Pieszchojew potwierdził przy tym doniesienia, że wśród kilkudziesięcioosobowej grupy, która wzięła zakładników we wsiach Szauri i Gałakli, byli cudzoziemcy. Dodał też, że wszyscy zakładnicy, wzięci przez partyzantów, znajdują się obecnie na wolności. Nie wiadomo jednak, czy uwolniły ich siły rosyjskie, czy też - jak powiedział Interfaksowi dyżurny w siedzibie władz regionu cuntińskiego, gdzie doszło do incydentu - sami rebelianci wypuścili ich na wolność. "Według naszych danych, opuścili oni (Czeczeni) osadę (Gałakli) już około północy, zwalniając wcześniej wszystkich jedenaścioro zakładników, których przetrzymywali" - powiedział dyżurny.
Według agencji RIA Nowosti, oddział bojowników nie składa się z etnicznych Czeczenów, lecz z zamieszkujących na zachodzie Dagestanu i spokrewnionych z Czeczenami Awarów oraz arabskich bojowników. Awarowie i Arabowie często walczą po stronie Czeczenów. Awarem jest m.in. jeden z najbardziej znanych czeczeńskich komendantów polowych Szamil Basajew.
Do walk w okolicach wsi Szauri doszło w nocy z niedzieli na poniedziałek. Zginęło w nich dziewięciu żołnierzy, a Czeczeni, którzy na krótko okopali się w okolicach miejscowego szpitala, zabrali ze sobą czterech zakładników i wycofali się. Lokalna komórka Federalnej Służby Bezpieczeństwa (FSB) twierdzi, że w walkach zginęło co najmniej siedmiu bojowników.
Pierwsze doniesienia, napływające w poniedziałek rano o zajęciu okolic szpitala we wsi Szauri, przypominały dwa głośne wypady czeczeńskich komendantów polowych Szamila Basajewa i Salmana Radujewa w latach 1995-96, kiedy to obaj wzięli jako zakładników pacjentów szpitali w Budionnowsku i Kizlarze, wymuszając na Rosjanach negocjacje.

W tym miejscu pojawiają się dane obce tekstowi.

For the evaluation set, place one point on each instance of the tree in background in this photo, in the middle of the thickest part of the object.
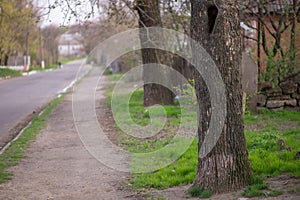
(217, 28)
(149, 16)
(18, 20)
(276, 36)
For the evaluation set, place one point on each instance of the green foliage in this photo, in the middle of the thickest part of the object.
(254, 190)
(275, 193)
(15, 152)
(197, 191)
(9, 72)
(278, 67)
(262, 134)
(15, 20)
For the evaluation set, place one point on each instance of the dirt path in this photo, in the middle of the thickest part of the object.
(57, 166)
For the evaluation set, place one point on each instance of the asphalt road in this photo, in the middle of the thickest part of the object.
(22, 96)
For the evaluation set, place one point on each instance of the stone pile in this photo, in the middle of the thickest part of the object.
(285, 96)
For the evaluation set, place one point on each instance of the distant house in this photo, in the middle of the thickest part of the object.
(271, 13)
(69, 45)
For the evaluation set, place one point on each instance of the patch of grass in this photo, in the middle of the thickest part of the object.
(197, 191)
(181, 172)
(275, 193)
(265, 155)
(15, 152)
(255, 190)
(9, 72)
(262, 142)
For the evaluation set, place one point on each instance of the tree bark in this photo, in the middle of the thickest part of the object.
(149, 16)
(216, 27)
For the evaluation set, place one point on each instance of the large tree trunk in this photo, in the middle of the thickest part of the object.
(149, 16)
(216, 27)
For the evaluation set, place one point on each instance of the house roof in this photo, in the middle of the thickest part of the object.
(271, 6)
(70, 38)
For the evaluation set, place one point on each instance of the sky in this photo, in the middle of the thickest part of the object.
(61, 15)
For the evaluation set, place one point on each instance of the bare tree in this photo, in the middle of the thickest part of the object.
(215, 25)
(275, 20)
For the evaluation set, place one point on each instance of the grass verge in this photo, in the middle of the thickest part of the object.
(15, 152)
(9, 73)
(263, 133)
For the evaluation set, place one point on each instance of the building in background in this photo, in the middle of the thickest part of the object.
(69, 45)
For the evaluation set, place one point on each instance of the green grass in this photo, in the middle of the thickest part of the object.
(275, 193)
(15, 152)
(53, 66)
(9, 72)
(196, 191)
(262, 134)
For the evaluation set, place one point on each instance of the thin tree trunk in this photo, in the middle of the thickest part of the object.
(149, 15)
(226, 168)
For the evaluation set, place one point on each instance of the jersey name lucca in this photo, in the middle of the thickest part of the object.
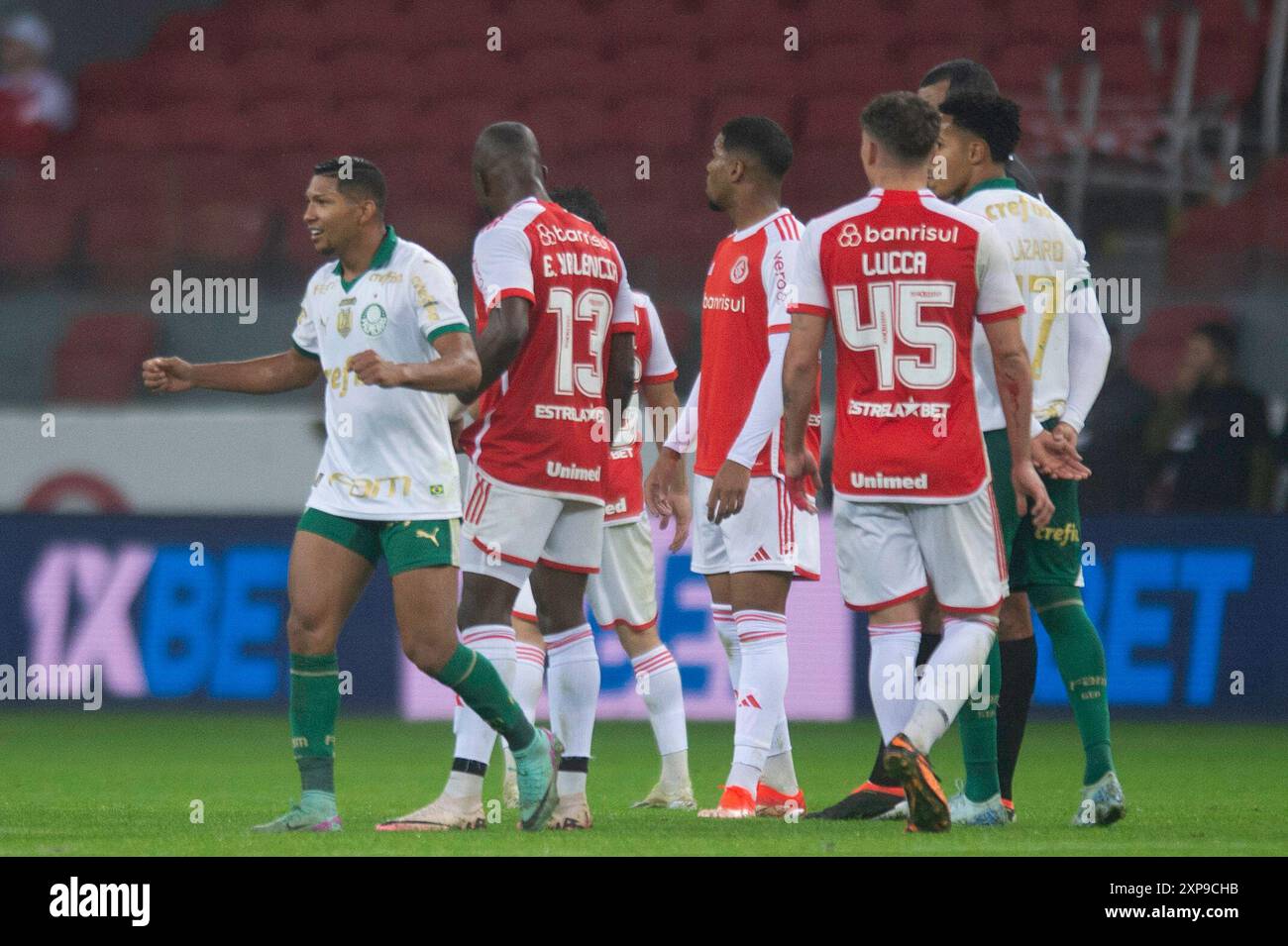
(623, 491)
(905, 277)
(542, 425)
(743, 301)
(387, 452)
(1050, 263)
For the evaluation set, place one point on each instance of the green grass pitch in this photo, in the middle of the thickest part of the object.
(123, 784)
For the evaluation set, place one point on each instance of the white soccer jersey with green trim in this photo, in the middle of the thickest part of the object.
(1050, 263)
(387, 451)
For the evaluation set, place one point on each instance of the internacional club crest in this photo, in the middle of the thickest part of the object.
(738, 274)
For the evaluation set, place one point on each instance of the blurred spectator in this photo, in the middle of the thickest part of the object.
(1111, 442)
(35, 102)
(1209, 439)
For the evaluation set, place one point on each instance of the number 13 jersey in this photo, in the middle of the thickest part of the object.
(905, 275)
(542, 425)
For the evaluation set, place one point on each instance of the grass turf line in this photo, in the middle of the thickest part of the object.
(121, 783)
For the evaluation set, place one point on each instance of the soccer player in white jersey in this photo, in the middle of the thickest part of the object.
(623, 594)
(751, 543)
(905, 277)
(1069, 349)
(557, 353)
(384, 327)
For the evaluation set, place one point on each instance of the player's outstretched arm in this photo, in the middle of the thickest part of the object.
(800, 376)
(270, 374)
(500, 343)
(455, 368)
(1016, 390)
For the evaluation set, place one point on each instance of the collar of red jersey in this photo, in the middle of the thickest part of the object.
(761, 224)
(918, 192)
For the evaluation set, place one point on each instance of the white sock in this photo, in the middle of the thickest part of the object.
(952, 674)
(574, 695)
(761, 687)
(529, 671)
(657, 680)
(892, 675)
(728, 630)
(780, 770)
(475, 738)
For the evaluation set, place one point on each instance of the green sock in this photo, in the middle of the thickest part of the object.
(979, 736)
(476, 681)
(314, 704)
(1081, 659)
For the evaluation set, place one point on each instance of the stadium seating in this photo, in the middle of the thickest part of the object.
(1154, 354)
(99, 358)
(601, 82)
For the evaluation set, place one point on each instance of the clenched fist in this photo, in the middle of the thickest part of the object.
(166, 374)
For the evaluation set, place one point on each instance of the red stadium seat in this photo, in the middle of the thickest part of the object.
(777, 107)
(287, 124)
(1154, 354)
(130, 244)
(99, 358)
(849, 67)
(368, 126)
(832, 120)
(37, 231)
(187, 76)
(125, 130)
(207, 126)
(648, 67)
(649, 125)
(261, 76)
(224, 235)
(370, 72)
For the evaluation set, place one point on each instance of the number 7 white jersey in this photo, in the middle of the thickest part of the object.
(542, 426)
(1048, 264)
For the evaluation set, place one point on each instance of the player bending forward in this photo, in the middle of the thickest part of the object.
(903, 277)
(382, 317)
(557, 348)
(623, 593)
(752, 542)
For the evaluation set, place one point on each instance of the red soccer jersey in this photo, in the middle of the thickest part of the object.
(623, 491)
(541, 425)
(743, 302)
(905, 275)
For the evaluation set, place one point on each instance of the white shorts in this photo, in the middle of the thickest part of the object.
(767, 534)
(625, 589)
(890, 553)
(506, 532)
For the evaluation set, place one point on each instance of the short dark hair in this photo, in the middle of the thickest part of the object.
(580, 201)
(1223, 336)
(962, 75)
(992, 117)
(763, 138)
(365, 180)
(905, 124)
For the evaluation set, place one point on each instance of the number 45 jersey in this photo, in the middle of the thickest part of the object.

Informacje o toczącej się w górach Dagestanu operacji przypominają także incydent z lata 1999 roku, kiedy to oddział czeczeńskich bojowników dokonał najazdu na Dagestan, usiłując wywołać powstanie mieszkających tam wahabitów. Najazd ten stał się jednym z oficjalnych powodów rozpoczęcia przez Rosję drugiej wojny czeczeńskiej. Liczebność sił czeczeńskich, które biorą udział w obecnych walkach jest jednak znacznie mniejsza niż w Budionnowsku i Kizlarze.